Swedish Log Slideshow


http://www.associatedcontent.com/article/1385761/swedish_log_candles_burn_like_magic.html?cat=24

Swedish Log Candles Burn like Magic


----------



## Wood Duck (Oct 26, 2010)

It looks like that swedish candle log was seasoned a while before it was burned. There is no bark and the wood looks a little weathered. If I was plannig to use the pines outdoors, I'd do the same as if I was going to use them indoors. I'd cut to a useable length, maybe 18 or 20 inches, and split each length a few times, then stack to season. Split wood is a lot easier to light than rounds, and really big rounds like your trees are not easy to toss on a fire. It is just easier to have split firewood if you are starting with large diameter trees, in my opinion. I enjoy splitting, so that probably has a large influence on my answer...


----------



## mesuno (Oct 26, 2010)

Yup - thats the bunny a Swedish Candle :D

I'm dying to try one of these out next time I have a fire out in the woods. But the we have lots of old down trunks out there - a mix of oak, chestnut and beech. I'm sure I could donate a log to the cause.
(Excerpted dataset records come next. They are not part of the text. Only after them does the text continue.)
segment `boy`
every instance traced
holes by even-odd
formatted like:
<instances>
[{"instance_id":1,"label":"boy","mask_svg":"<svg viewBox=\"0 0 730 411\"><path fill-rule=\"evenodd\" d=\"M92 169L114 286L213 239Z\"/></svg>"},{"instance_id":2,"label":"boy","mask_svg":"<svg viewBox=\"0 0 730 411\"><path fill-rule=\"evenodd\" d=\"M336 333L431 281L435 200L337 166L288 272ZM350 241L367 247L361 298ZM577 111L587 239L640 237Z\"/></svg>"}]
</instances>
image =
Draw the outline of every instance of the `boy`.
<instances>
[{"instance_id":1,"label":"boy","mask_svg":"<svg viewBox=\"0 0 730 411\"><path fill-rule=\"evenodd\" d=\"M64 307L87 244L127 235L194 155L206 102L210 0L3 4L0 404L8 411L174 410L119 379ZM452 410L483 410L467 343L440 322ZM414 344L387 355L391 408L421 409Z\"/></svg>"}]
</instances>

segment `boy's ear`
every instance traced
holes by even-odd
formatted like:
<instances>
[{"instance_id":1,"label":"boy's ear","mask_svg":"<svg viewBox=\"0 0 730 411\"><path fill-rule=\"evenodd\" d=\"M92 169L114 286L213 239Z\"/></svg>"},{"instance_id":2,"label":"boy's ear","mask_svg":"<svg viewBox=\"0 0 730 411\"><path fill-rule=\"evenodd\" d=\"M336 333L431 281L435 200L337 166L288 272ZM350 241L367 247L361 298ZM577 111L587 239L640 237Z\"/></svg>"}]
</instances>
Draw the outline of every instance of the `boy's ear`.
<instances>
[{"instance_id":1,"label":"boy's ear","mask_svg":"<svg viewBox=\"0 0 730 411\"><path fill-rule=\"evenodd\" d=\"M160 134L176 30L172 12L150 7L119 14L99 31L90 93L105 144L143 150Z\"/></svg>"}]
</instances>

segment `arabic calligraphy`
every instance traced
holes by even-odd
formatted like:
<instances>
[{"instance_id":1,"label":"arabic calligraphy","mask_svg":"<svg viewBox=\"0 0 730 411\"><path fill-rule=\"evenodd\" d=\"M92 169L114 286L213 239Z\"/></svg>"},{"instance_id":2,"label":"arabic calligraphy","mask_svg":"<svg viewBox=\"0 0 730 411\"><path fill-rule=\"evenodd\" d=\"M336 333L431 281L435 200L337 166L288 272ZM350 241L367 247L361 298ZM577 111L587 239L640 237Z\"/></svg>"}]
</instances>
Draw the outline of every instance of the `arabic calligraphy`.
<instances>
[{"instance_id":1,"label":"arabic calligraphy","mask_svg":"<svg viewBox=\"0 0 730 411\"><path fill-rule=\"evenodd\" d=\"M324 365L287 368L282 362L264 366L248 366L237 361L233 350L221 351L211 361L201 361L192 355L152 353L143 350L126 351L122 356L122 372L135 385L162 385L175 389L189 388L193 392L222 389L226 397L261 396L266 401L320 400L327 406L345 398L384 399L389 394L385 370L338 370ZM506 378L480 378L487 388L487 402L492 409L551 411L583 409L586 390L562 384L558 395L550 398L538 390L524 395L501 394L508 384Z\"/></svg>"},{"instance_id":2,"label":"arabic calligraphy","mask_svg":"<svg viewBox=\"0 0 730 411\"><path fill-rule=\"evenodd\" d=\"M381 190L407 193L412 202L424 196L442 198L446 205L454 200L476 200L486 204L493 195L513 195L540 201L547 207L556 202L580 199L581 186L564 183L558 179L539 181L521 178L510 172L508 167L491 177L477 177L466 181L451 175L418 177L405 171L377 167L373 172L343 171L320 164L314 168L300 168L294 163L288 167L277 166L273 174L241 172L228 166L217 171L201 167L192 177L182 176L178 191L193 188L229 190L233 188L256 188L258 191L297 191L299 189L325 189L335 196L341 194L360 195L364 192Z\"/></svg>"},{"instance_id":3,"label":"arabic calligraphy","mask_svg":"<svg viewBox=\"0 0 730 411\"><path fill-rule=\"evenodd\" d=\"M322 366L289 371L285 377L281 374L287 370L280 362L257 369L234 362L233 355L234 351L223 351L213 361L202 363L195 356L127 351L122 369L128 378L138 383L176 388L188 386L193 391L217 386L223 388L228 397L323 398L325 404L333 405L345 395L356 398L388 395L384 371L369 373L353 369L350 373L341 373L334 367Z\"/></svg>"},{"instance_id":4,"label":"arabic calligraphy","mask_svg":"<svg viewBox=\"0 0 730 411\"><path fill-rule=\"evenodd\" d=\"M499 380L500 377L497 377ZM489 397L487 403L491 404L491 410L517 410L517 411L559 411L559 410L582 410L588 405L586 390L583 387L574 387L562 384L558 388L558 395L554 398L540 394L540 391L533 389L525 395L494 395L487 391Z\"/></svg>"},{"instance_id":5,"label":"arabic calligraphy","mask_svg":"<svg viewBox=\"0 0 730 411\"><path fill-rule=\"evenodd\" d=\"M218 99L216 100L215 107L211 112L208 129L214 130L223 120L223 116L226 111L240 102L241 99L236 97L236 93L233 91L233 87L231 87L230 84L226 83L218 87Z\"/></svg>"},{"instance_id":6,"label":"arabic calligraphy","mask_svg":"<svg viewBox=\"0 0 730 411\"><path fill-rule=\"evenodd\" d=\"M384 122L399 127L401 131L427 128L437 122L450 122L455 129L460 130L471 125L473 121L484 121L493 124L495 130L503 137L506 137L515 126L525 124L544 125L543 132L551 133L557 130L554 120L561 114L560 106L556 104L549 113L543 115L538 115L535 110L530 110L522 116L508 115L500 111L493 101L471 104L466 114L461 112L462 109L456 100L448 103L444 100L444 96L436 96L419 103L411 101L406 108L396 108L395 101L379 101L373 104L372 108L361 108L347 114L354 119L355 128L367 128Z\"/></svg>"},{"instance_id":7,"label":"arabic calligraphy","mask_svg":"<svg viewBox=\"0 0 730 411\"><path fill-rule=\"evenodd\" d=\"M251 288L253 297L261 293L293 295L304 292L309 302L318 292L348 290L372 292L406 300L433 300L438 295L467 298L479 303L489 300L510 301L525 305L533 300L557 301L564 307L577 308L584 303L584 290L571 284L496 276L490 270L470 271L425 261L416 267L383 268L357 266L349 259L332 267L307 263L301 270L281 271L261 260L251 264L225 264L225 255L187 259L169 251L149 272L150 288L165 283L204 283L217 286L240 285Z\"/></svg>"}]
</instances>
And yes, I think they do need to be well seasoned before lighting. I guess if you put the cuts in place before stacking it it would dry much faster than a whole round log.


----------



## jebatty (Oct 26, 2010)

I own a portable mill, Woodmizer, and transporting it to cut up a few trees all depends on how big the trees are plus some other factors. You said your trees were huge. I got more than 1000 board feet of lumber out of one huge white pine tree; quite a quantity of the boards were 18" wide, and I used these for plank flooring in our bedroom - pretty dramatic. 

5 huge trees with 40' feet or more of straight trunk could produce more than a day of sawing and well make it worth hiring a sawyer. If you go that route, have the logs cut into the final length dimension you want + 4" (8' log is 100", 10' is 124", etc.). Also know how thick you want the boards cut: 1", 4/4, 5/4, etc.; maybe some 2 x 6 or larger (where I live 2 x 4's are too cheap to buy to bother making my own).

Now the caveat. If these are yard trees, there is a high probability that they will have nails or other debris in them. I tell my customers that each time I hit a nail, the cost is an additional $35. Nails do a bad number on saw blades. This can mean that the bottom 6-8' may be unusable for sawing, and there is lots of lost lumber here.

If you have space, drying the freshly cut boards is not necessarily a problem Talk to the sawyer as to how to do this correctly. In a nutshell, it is a must that the boards be immediately stacked flat outdoors on stickers with good ventilation. Late fall may not be a good time to to do this if you have low temperatures and/or lots of rain due to slow drying. In summer, a stack of wood in my area may dry to 18-20% in about 4-6 weeks. At that point the boards may be stacked indoors for future use, which may require planing, edging, and dimensioning, unless you can use them rough cut as is (great for utility shelving, interesting ceiling or paneling, and other uses).

I also give a strong endorsement of use for firewood. I burn pine almost exclusively in my Tarm.


----------